November 16, 2001|KEVIN THOMAS | TIMES STAFF WRITER

The only thing punk about "Punks," a groundbreaking black gay male romantic comedy, is its cheesy trailer that suggests it's primarily a drag performance film. In fact, it is terrific entertainment, full of wit and energy, alternately hilarious and serious--and very sexy. What's more, there's nothing tacky about the film's drag numbers: They are briskly staged and feature dazzling costumes.

Think of "Punks" as a gay male counterpart to "Waiting to Exhale." Hill (Dwight Ewell), Marcus (Seth Gilliam) and Chris (Jazzmun) share a West Hollywood Hills residence with drop-dead high-tech decor. Hill is an HIV-positive health club spa manager whose 30th birthday celebration is ruined when his French lover (Rudolf Martin) is discovered in an embrace with another man.

Marcus is a successful young photographer, labeled "a hopeless romantic" by Hill because he resists casual sex and holds out for Mr. Right. Chris is a full-time drag queen who performs as Crystal in a group called the Sisters at Miss Smokie's, a black gay club.
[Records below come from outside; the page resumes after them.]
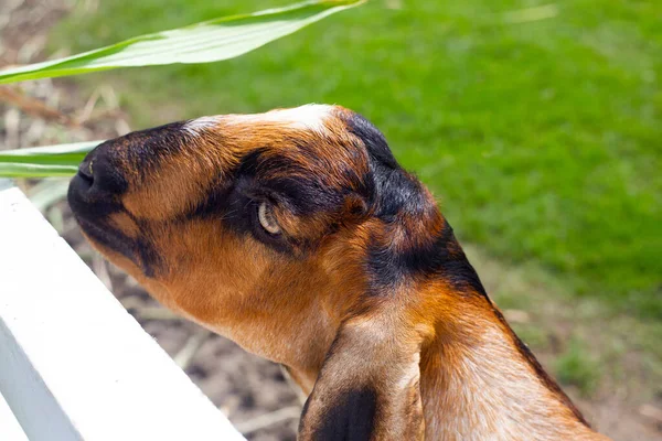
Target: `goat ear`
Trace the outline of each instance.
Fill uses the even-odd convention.
[[[300,441],[421,440],[420,342],[345,322],[303,407]]]

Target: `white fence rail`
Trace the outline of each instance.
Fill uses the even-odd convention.
[[[0,189],[0,440],[25,439],[244,440],[26,197]]]

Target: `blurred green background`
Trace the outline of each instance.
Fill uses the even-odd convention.
[[[114,0],[67,17],[52,44],[287,3]],[[373,0],[229,62],[104,75],[136,128],[305,103],[357,110],[462,240],[544,268],[570,299],[662,319],[662,2]]]

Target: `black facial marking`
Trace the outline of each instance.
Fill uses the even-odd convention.
[[[446,224],[434,240],[424,244],[412,244],[404,250],[395,250],[389,246],[372,240],[367,249],[367,266],[373,275],[371,284],[373,293],[388,292],[406,277],[441,276],[458,290],[471,288],[485,294],[478,273],[459,249],[452,228]]]
[[[370,179],[374,182],[371,201],[375,216],[387,228],[398,228],[398,217],[407,217],[409,222],[429,218],[437,211],[434,202],[429,201],[420,182],[401,168],[380,130],[357,114],[346,116],[345,123],[361,139],[370,157]],[[387,292],[385,288],[418,275],[444,276],[459,289],[472,288],[484,294],[476,270],[446,222],[436,236],[408,237],[399,247],[384,244],[383,238],[372,238],[366,265],[372,275],[373,293]]]
[[[308,401],[303,407],[305,421]],[[319,441],[369,441],[372,438],[377,411],[377,394],[372,388],[350,390],[338,402],[325,409],[323,420],[314,428]],[[300,428],[301,429],[301,428]]]
[[[161,258],[145,237],[132,239],[105,220],[89,222],[85,217],[78,216],[76,216],[76,220],[83,232],[94,241],[131,260],[140,267],[145,276],[154,277],[157,270],[160,269]],[[139,258],[136,259],[136,256]]]
[[[143,178],[162,158],[179,153],[190,142],[183,129],[185,121],[127,133],[113,140],[120,146],[128,162]]]

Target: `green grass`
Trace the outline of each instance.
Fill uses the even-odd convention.
[[[285,3],[100,2],[66,19],[53,47]],[[462,239],[542,263],[573,295],[662,318],[662,2],[510,14],[543,4],[372,0],[238,60],[84,80],[118,85],[140,126],[311,101],[353,108],[431,186]]]
[[[567,349],[556,361],[556,378],[564,385],[573,385],[581,395],[594,392],[600,380],[600,365],[587,353],[578,340],[570,341]]]

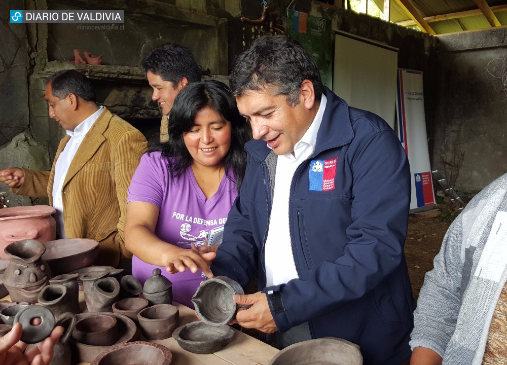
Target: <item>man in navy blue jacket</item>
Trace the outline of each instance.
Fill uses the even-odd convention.
[[[257,40],[230,84],[254,139],[211,269],[243,286],[257,272],[260,290],[234,296],[251,306],[236,321],[280,347],[333,336],[358,345],[365,364],[406,359],[410,179],[396,135],[324,87],[284,36]]]

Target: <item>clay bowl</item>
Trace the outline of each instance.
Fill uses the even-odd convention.
[[[102,266],[98,265],[97,266],[87,266],[86,267],[81,268],[81,269],[78,269],[77,270],[71,271],[69,273],[69,274],[79,274],[79,276],[78,277],[78,284],[79,284],[79,290],[82,290],[83,280],[81,279],[82,275],[88,275],[90,274],[90,273],[92,272],[108,273],[114,270],[115,270],[115,268],[112,266]]]
[[[179,310],[171,304],[156,304],[139,312],[137,320],[147,339],[168,338],[179,324]]]
[[[324,337],[291,345],[268,365],[362,365],[359,346],[345,340]]]
[[[234,294],[244,294],[238,282],[226,276],[215,276],[201,283],[192,301],[203,322],[218,326],[236,317],[238,306],[232,299]]]
[[[9,306],[0,310],[0,318],[6,324],[14,324],[14,317],[18,312],[28,307],[29,304],[16,304]]]
[[[182,349],[198,354],[222,350],[234,336],[234,330],[227,324],[214,326],[203,322],[191,322],[176,328],[172,334]]]
[[[76,315],[78,320],[87,317],[96,316],[100,314],[113,316],[116,318],[118,325],[118,333],[120,337],[113,345],[119,345],[132,341],[135,341],[137,335],[137,327],[134,321],[124,315],[114,313],[79,313]],[[69,341],[72,350],[73,356],[75,357],[76,362],[91,362],[93,359],[98,356],[102,351],[108,348],[107,346],[94,346],[82,344],[71,340]],[[124,365],[125,365],[124,364]]]
[[[126,316],[137,323],[137,314],[148,306],[148,301],[144,298],[125,298],[113,303],[113,312]]]
[[[88,238],[67,238],[44,242],[42,256],[53,274],[67,274],[89,266],[98,256],[98,242]]]
[[[144,341],[117,345],[101,352],[91,365],[169,365],[172,354],[165,346]]]
[[[93,346],[111,346],[119,337],[116,318],[103,314],[81,318],[72,333],[74,341]]]

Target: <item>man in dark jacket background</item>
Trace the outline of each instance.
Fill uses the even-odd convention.
[[[254,139],[211,269],[243,286],[257,272],[259,289],[234,296],[251,306],[236,320],[280,348],[333,336],[358,345],[367,365],[406,359],[411,186],[397,138],[324,87],[284,36],[256,40],[230,84]]]

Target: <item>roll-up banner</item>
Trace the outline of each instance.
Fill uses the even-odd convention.
[[[398,69],[396,129],[410,163],[412,198],[410,212],[435,207],[429,165],[422,72]]]

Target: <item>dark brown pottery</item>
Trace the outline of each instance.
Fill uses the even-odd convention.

Dante (Renoly Santiago) is a rich kid from Beverly Hills who hangs out with the roommates so much he might as well be living with them.

Hill and Dante are in-your-face, fun-loving pleasure-pursuers with a mastery of outrageous repartee. Chris is fast with a retort; as Crystal, he is doing a Diana Ross on the Sisters, threatening to wreck their sharp lip-synch act (to Sister Sledge songs). Chris has a secret lover, and a brief glimpse of him hidden behind sunglasses, floppy hat and long coat suggests he could be a celebrity leading a double life. When the friends spot a new neighbor moving in, they fall all over themselves rushing to help him carry boxes. It's no wonder, for Darby (Rockmond Dunbar) is a composer with a bodybuilder's physique and a man who combines charm, intellect, humor and kindness with an easy, laid-back manner. Needless to say, his effect on his neighbors is overwhelming, and they're quickly inviting themselves over for dinner. When Darby casually remarks that his girlfriend will soon be arriving from New York, he clears the room as if had just announced he had the plague.

Marcus, the most serious of his friends, is not surprisingly the one who stays, attracted to Darby's mind as well as his body. The very real possibility that Marcus is opening himself up to an avalanche of unrequited love gradually propels him to consider breaking out of his shell and start attempting to have a love life while developing a solid platonic relationship with the wise and mature Darby. (The wonderful Loretta Devine has a cameo as a health counselor who assures Marcus that sex can be safe.) Gilliam, Ewell, Santiago and Jazzmun have personality and charisma to spare, and Dunbar has everything it takes to be a movie star.

"Punks" has heart, courage and pungent survivors' humor, and it marks a standout feature debut for writer-director Patrik-Ian Polk and for cinematographer Rory King, who gives the film a consistently high-quality look despite an eight-day (and night) shooting schedule. Polk's attacks on unsafe sex and substance abuse could not be made in a more direct yet entertaining context.

Most important, "Punks" depicts a far more inclusive and welcoming world than most gay white male movies, where ethnic and racial minorities, sad to say, tend to be rarities or remain in the background. It's a point that Polk makes with the utmost subtlety in a film that is as thoughtful as it is exhilarating.

MPAA-rated: R, for strong sexual content, including graphic dialogue, and for language. Times guidelines: Mature themes and situations; the sex is more talk than action but is blunt.

'Punks'

Seth Gilliam...Marcus

Dwight Ewell...Hill

Renoly Santiago...Dante

Rockmond Dunbar...Darby Cannon

Jazzmun...Crystal/Chris

An Urbanworld presentation. Writer-director Patrik-Ian Polk. Producers Tracey E. Edmonds, Michael McQuarn, Patrik-Ian Polk. Executive producers Kenneth (Babyface) Edmonds and Stacy Spikes. Cinematographer Rory King. Editor Anne Misawa. Executive music producers for Urbanworld Films Barry Cole and Christopher Covert. Choreographer Marguerite Derricks. Costumes Linda Stokes for LSO Designs. Production designer Liana Reid. Art director Erin Smith. Running time: 1 hour, 44 minutes.